Kabaca Descartes`ın kitapta listelediği kuralları (ve ne anladığımı) özetlersem:
- Amacımız aklın önüne gelenler hakkında doğru ve sağlıklı yargılar oluşturması için yönlendirmektir.
- Sadece, zihnimizin haklarında deneyimle veya çıkarımla (dedüksiyon, tümdengelim) kesin bir bilgiye sahip olabileceği şeylere odaklanmalıyız.
- Odağımıza açıkça ve açıkça sezebildiğimiz veya kesin olarak çıkarabileceğimiz şeyleri almalıyız. Çünkü ilk ilkelere ancak bu şekilde ulaşabiliriz ve diğer şeyler tümdengelim yoluyla türetilebilir.
- Bu şekilde hakikati araştıracaksak bir metoda ihtiyacımız var.
- Yöntem temelde bir sıralamadan (önceliklendirmeden) ibarettir. İlk önce karmaşık önermeleri basit önermelere indirgemeli ve ardından, en basit olanların sezgisinden başlayarak geri kalan her şeyin bilgisine yükselmeye (ascend) çalışmalıyız.
- En basit önermeleri karışıkların içinden ayırt etmek için bazı doğruları diğerlerinden nasıl doğrudan çıkarsadığımızı gözlemlemeliyiz.
- Doğru bilgiye ulaşmak için idrakımız ile ilgili kabüllerimizi incelemeli ve ayıklamalıyız.
- Şeyleri sırayla incelerken aklımızın yeterince iyi sezemeyeceği bir şeyle karşılaşırsak, o noktada durmalı ve o düşünce izleğinde kaybolmamalıyız.
- Aklımızı tamamen önemsiz gibi görünen ve temel (yalın) meselelere odaklamalı ve gerçeği açık seçik sezme alışkanlığını edinecek kadar onlar üzerinde durmalıyız.
- Ayırt etme yeteneğimizi geliştirmek için, başkalarının halihazırda keşfettiklerini inceleyerek zekamızı keskinleştirmeli ve keşiflerin arkasındaki varsayılanları metodik olarak incelemeliyiz.
- Birkaç temel önermeyi sezdikten sonra; onları diğer çıkarımlarımızla kesintisiz bir düşünce akışı içinde bağlamalı ve ilişkileri üzerinde düşünmeliyiz.

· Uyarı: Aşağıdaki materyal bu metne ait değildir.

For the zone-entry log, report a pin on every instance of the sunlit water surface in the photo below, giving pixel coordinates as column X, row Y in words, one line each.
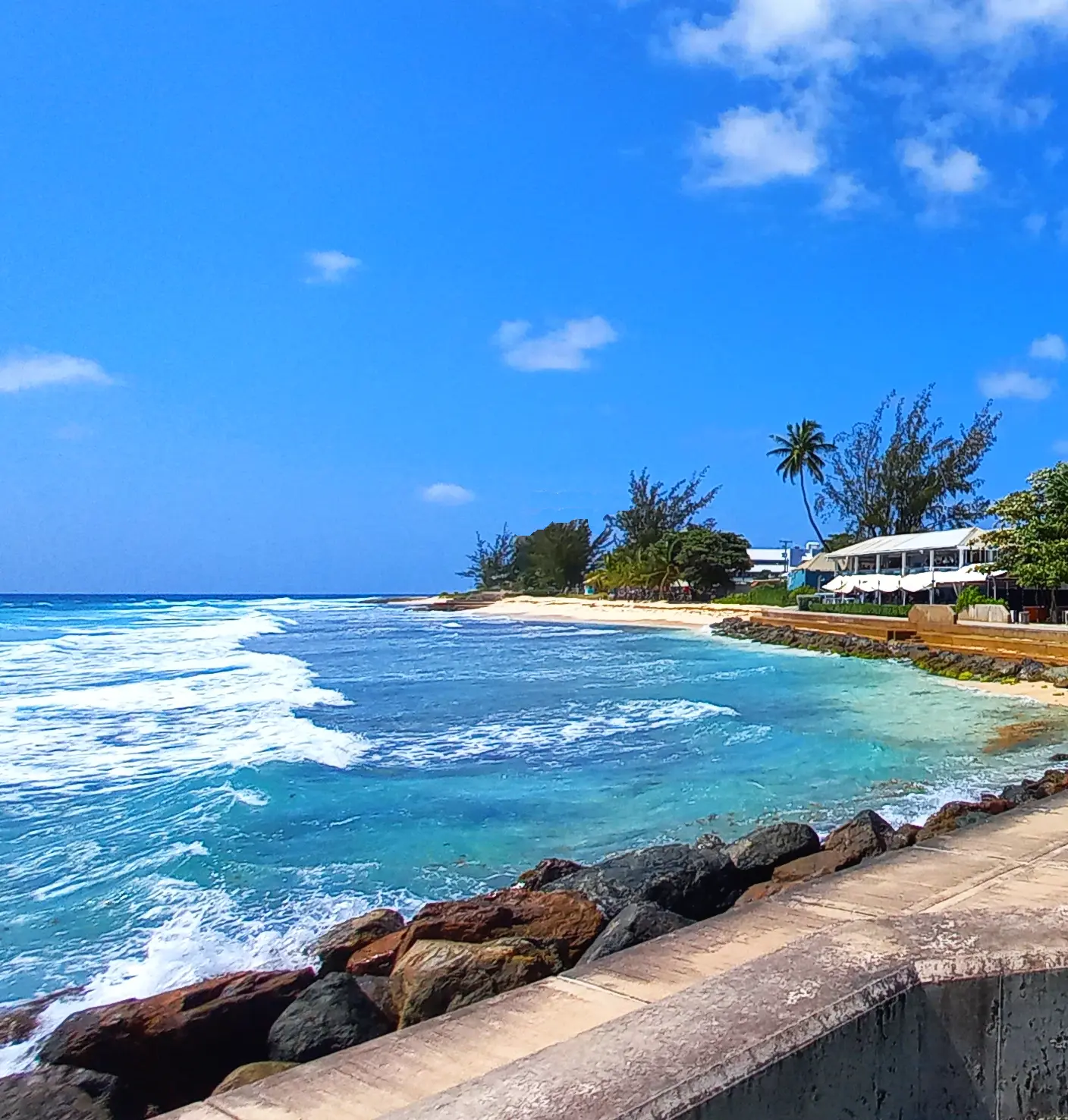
column 188, row 788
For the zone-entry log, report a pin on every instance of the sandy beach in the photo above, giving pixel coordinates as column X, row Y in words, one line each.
column 683, row 615
column 699, row 618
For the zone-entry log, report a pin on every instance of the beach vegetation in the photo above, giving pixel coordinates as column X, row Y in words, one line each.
column 658, row 510
column 882, row 609
column 1032, row 531
column 492, row 565
column 802, row 451
column 899, row 473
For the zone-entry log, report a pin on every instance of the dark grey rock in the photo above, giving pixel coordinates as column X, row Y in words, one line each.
column 634, row 924
column 758, row 854
column 64, row 1092
column 333, row 1014
column 1032, row 670
column 696, row 882
column 865, row 835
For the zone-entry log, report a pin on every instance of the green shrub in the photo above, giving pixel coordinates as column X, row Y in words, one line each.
column 973, row 597
column 884, row 609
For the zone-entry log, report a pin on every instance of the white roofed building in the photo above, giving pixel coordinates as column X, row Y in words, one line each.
column 938, row 564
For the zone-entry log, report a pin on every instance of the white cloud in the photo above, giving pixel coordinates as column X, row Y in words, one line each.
column 557, row 350
column 956, row 173
column 844, row 193
column 33, row 370
column 331, row 266
column 1016, row 383
column 447, row 494
column 748, row 148
column 1051, row 348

Bu şekilde bilgimiz çok daha kesinleşir ve zihinsel kapasitemiz muazzam şekilde artar.
- Özetle basit önermeleri seçik olarak sezebilmek için akıl, hayal gücü, duyular ve hafızamızın yeteneklerinde yararlanmalıyız; Ardından konuları diğer bildiklerimizle doğru bir şekilde birleştirmeli; ve son olarak hakikati kapsamlı bir şekilde ele almak için hangi şeylerin birbiriyle karşılaştırılması gerektiğini bulmalıyız.

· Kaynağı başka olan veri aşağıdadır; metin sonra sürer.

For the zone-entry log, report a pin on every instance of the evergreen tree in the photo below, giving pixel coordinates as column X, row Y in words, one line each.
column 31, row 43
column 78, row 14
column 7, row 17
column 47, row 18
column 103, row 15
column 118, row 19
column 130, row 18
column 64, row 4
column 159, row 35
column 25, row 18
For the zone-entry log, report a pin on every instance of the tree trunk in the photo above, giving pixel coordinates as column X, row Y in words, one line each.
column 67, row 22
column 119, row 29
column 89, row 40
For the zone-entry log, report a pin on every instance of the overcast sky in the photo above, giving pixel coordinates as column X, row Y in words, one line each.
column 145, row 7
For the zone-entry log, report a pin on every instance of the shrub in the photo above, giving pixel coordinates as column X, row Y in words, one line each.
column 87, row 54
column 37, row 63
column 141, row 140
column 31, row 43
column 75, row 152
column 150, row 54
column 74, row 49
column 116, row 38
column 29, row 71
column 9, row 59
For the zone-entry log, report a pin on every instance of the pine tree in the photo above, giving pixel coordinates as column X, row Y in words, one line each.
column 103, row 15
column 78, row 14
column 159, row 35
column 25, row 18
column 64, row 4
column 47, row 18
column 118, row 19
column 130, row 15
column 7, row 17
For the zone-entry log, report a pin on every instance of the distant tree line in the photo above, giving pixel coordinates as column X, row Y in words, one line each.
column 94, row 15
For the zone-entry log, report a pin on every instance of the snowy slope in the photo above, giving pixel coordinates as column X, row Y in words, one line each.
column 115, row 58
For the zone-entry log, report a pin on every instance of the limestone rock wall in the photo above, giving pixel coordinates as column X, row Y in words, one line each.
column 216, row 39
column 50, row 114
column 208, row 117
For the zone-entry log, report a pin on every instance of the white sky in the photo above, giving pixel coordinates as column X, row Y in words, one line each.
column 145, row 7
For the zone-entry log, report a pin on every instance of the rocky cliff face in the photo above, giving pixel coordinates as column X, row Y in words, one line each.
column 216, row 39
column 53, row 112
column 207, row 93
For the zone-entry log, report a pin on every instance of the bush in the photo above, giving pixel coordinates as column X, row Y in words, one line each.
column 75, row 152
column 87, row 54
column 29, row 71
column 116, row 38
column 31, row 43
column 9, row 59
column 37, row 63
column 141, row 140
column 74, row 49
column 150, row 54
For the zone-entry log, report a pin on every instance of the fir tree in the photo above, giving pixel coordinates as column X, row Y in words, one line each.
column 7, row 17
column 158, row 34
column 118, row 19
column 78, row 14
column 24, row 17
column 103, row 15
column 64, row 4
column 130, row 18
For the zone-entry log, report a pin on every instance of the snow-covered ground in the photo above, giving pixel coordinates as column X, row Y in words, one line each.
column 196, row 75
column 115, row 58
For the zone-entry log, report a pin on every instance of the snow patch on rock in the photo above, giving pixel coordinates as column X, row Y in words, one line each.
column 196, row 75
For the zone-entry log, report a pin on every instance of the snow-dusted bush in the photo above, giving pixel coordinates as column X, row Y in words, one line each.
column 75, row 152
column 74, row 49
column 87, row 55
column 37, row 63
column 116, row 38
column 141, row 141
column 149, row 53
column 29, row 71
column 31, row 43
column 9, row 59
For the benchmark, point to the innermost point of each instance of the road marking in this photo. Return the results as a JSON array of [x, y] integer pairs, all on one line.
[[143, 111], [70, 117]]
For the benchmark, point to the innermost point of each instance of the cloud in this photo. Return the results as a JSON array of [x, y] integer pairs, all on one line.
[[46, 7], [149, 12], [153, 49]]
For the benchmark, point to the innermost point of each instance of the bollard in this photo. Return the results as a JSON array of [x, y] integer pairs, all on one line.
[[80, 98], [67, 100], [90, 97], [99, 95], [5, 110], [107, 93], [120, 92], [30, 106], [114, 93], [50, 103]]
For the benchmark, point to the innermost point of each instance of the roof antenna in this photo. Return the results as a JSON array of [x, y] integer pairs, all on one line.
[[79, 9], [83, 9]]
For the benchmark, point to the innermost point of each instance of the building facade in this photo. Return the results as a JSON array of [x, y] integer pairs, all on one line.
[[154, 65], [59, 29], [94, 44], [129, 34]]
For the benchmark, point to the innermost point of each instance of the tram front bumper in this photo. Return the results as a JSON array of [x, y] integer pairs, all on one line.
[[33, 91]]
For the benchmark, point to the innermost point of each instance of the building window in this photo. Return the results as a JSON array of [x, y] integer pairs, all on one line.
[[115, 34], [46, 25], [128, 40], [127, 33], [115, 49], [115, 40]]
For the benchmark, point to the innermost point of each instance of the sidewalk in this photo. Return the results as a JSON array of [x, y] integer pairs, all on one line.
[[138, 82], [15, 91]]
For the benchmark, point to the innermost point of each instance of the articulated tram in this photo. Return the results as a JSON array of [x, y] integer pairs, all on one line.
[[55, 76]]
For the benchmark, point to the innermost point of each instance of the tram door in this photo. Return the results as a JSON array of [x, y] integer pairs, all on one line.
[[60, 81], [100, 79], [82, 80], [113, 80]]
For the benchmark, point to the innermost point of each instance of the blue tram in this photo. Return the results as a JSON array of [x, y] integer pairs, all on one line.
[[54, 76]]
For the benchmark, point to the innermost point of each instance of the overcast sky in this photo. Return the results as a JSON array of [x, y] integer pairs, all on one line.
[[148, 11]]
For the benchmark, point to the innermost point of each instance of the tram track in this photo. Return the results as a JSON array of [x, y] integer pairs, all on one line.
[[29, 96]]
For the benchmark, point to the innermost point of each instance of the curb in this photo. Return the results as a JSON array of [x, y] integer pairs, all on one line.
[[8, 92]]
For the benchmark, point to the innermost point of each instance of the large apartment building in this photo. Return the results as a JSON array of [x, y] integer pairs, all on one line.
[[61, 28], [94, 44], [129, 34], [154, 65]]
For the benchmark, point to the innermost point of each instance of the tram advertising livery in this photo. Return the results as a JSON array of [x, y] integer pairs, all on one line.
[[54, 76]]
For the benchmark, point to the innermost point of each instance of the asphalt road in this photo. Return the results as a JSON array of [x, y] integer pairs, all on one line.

- Bilgi iki şeyden oluşur: kendimiz (bilginin öznesi) ve bilinen nesne.
- Bilgiye ulaşmak için yetilerimiz: anlama (understanding), hayal gücü, duyu ve hafızadır. Yalnızca anlayış (understanding) gerçeği algılama kapasitesine sahiptir ancak hayal gücü, duyu ve hafıza tarafından desteklenmelidir.
- Biliş gücü tam anlamıyla ruhsaldır. Tıpkı kanın kemikten olduğu kadar bir bütün olarak bedenden farklıdır.

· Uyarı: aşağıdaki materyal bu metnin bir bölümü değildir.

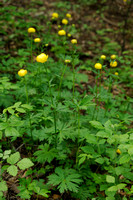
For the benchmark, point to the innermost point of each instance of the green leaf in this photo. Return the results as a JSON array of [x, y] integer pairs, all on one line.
[[1, 135], [21, 110], [121, 186], [110, 179], [103, 134], [12, 170], [13, 158], [29, 107], [7, 152], [96, 124], [10, 131], [24, 194], [66, 179], [25, 163], [3, 186], [130, 151], [124, 159], [112, 188], [91, 139], [3, 126], [45, 154], [100, 160]]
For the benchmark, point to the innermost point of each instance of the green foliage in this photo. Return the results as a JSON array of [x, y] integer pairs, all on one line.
[[66, 179], [66, 128], [44, 154]]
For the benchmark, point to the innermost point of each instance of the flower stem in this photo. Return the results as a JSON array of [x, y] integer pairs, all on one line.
[[31, 49], [61, 81], [27, 100]]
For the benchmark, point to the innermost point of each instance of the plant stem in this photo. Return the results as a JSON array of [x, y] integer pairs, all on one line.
[[73, 74], [31, 49], [27, 100], [54, 111], [61, 80], [78, 136]]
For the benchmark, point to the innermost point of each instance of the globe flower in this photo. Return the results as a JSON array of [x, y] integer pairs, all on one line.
[[37, 40], [42, 58], [67, 61], [116, 73], [98, 66], [61, 32], [68, 15], [22, 72], [74, 41], [55, 15], [118, 151], [65, 21], [103, 57], [31, 30], [113, 57], [69, 35], [113, 64]]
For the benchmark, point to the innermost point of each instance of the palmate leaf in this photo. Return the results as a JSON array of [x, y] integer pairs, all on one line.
[[44, 154], [66, 179]]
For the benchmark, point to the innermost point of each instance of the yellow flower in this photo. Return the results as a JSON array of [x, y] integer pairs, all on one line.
[[55, 15], [67, 61], [37, 40], [113, 57], [69, 35], [42, 58], [22, 72], [98, 66], [74, 41], [31, 30], [68, 15], [61, 32], [118, 151], [113, 64], [116, 73], [65, 21], [103, 57]]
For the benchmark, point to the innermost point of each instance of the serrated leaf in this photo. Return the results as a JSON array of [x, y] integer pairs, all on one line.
[[112, 189], [96, 124], [13, 158], [3, 186], [100, 160], [130, 151], [25, 163], [12, 170], [124, 159], [21, 110], [0, 135], [10, 131], [7, 152], [29, 107], [121, 186], [3, 126], [103, 134], [66, 179], [110, 179], [45, 154]]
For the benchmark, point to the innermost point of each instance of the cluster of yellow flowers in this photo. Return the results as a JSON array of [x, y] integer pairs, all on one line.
[[113, 63], [22, 72], [42, 58]]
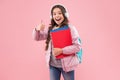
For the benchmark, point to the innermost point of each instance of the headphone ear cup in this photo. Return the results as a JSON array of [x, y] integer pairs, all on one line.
[[67, 15]]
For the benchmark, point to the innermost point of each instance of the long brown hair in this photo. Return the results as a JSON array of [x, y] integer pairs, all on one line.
[[65, 22]]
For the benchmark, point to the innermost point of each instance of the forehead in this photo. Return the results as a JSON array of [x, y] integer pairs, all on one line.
[[56, 10]]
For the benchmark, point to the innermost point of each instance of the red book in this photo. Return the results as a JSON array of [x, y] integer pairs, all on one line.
[[61, 38]]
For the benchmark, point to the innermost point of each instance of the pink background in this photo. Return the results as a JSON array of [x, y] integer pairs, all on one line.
[[98, 23]]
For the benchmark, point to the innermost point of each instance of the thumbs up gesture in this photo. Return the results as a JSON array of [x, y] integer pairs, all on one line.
[[41, 26]]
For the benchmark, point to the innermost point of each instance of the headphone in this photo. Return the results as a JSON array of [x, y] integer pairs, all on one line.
[[66, 11]]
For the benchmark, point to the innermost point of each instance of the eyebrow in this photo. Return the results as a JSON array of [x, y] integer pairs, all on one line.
[[58, 11]]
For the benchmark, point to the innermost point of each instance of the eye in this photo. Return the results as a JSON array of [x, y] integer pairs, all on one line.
[[54, 14], [59, 13]]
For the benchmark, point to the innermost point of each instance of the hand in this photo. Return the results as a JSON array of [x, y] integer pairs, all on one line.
[[57, 51], [41, 26]]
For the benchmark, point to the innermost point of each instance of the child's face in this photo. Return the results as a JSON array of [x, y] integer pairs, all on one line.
[[58, 16]]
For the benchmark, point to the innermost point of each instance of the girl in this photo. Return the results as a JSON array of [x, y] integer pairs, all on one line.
[[66, 65]]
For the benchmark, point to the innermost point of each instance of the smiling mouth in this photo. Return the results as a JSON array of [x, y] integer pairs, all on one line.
[[58, 19]]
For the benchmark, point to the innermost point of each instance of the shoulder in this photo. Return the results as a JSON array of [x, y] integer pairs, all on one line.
[[73, 29]]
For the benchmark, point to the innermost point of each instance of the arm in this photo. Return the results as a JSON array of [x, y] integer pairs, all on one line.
[[76, 46], [39, 34]]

- Olayları öznel bilgimiz açısından ele aldığımızda ve onların gerçekliği (hakikati) hakkında konuşurken farklı düşünmemiz gerekir.
- Sokrates’in her şeyden şüphe duyduğu iddiasının zorunlu bir sonucu: şüphe duyulan şeyler olduğu yani doğru veya yanlış olabilecek bir şey olduğudur. Bu doğrultuda dışsal şeyler her zaman göründükleri gibidir ve biz doğru veya yanlış olmaktan sorumluyuzdur. (deneyim ile bilme)
- Öte yandan elimizde kesin bilgiye ulaşmak için tümdengelim vardır. Apaçık sezgi ve onun üzerinden tümdengelimsel çıkarım dışında insana hakikate ulaşmanın hiçbir yolu yoktur. Sezgi yetisi deneyimsel algılamayı da (experitur) kapsar.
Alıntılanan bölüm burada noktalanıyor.